Oxytocin was the drug with the largest number of studies and samples. The six additional studies on oxytocin conducted after the publication of our previous review[16] continue to show substandard quality of this medicine in LMIC, especially in peripheral level outlets. Ergometrine was the uterotonic with the highest prevalence of failed samples. This is not surprising if we consider that this drug has to be stored at 2–8°C and protected from light. Most of the studies that assessed the quality of ergometrine collected the samples at peripheral level where problems maintaining a continuous cold chain are frequently reported. In addition ergometrine is very unstable under the influence of light. [34]. Despite the well know stability problems of ergometrine and the existence of other alternative uterotonics, most of the studies on the quality of this medicine were conducted over the last eight years which suggests that ergometrine is still available and used in LMIC. When issues with the cold chain are detected, people tend to replace oxytocin and ergometrine with misoprostol because it is a drug that is stable at room temperature. However, our review also found quality problems in nearly 40% of the misoprostol samples, and a high number of possibly falsified misoprostol samples. These findings contradict the general perception that misoprostol does not have quality problems and could replace oxytocin in settings without cold-chain conditions.

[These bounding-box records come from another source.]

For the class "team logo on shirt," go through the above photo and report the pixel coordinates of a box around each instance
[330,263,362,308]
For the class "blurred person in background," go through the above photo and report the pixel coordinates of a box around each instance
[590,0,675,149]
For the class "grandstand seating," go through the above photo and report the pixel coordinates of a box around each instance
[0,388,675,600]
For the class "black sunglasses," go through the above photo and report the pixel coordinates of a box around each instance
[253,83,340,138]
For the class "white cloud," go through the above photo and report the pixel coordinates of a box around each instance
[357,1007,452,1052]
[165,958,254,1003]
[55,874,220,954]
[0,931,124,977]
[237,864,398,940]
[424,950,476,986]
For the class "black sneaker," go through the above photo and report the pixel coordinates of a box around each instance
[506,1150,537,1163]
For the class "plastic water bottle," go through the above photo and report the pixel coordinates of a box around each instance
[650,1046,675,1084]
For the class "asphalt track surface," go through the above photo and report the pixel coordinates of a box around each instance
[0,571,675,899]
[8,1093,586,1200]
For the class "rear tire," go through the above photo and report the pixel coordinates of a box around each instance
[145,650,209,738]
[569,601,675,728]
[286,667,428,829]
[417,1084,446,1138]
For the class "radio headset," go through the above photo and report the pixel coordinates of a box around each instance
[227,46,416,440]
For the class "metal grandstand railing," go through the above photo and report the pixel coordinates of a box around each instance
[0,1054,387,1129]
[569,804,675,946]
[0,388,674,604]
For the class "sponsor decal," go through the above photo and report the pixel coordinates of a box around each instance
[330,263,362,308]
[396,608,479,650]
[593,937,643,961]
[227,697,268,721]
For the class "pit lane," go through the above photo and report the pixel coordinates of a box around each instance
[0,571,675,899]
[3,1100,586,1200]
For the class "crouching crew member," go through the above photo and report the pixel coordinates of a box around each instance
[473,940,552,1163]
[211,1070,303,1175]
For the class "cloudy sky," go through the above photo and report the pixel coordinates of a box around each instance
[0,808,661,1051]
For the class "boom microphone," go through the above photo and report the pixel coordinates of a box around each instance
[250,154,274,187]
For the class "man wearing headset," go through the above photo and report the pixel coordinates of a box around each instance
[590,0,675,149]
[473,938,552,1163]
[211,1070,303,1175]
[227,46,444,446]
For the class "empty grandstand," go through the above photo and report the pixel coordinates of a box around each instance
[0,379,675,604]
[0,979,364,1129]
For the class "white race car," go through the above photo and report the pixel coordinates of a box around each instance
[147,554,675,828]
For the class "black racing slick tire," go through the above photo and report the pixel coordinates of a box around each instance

Clindamycin is an antibiotic in the WHO EML but its availability and cost may be limiting factors to its use in low-resource settings [9, 58]. This may be a reason why we found no studies that assessed the quality of clindamycin in LMIC. Due to the lack of studies on carbetocin and tranexamic acid, which have only recently been added to essential medicines lists, we have no information on potential quality problems for these medicines in LMIC. This is an important gap that will need to be addressed in future studies as tranexamic acid and heat-stable carbetocin have been included in the 2019 WHO Essential Medicines List [6], and will start to be used for PPH in many countries. The low failure rates for magnesium sulphate samples could be attributed to the fact that it has a very simple formulation and is very stable at ambient temperatures. Therefore, magnesium sulphate ampoules are unlikely to undergo any significant degradation if they are properly manufactured, sterilized and packaged.[59]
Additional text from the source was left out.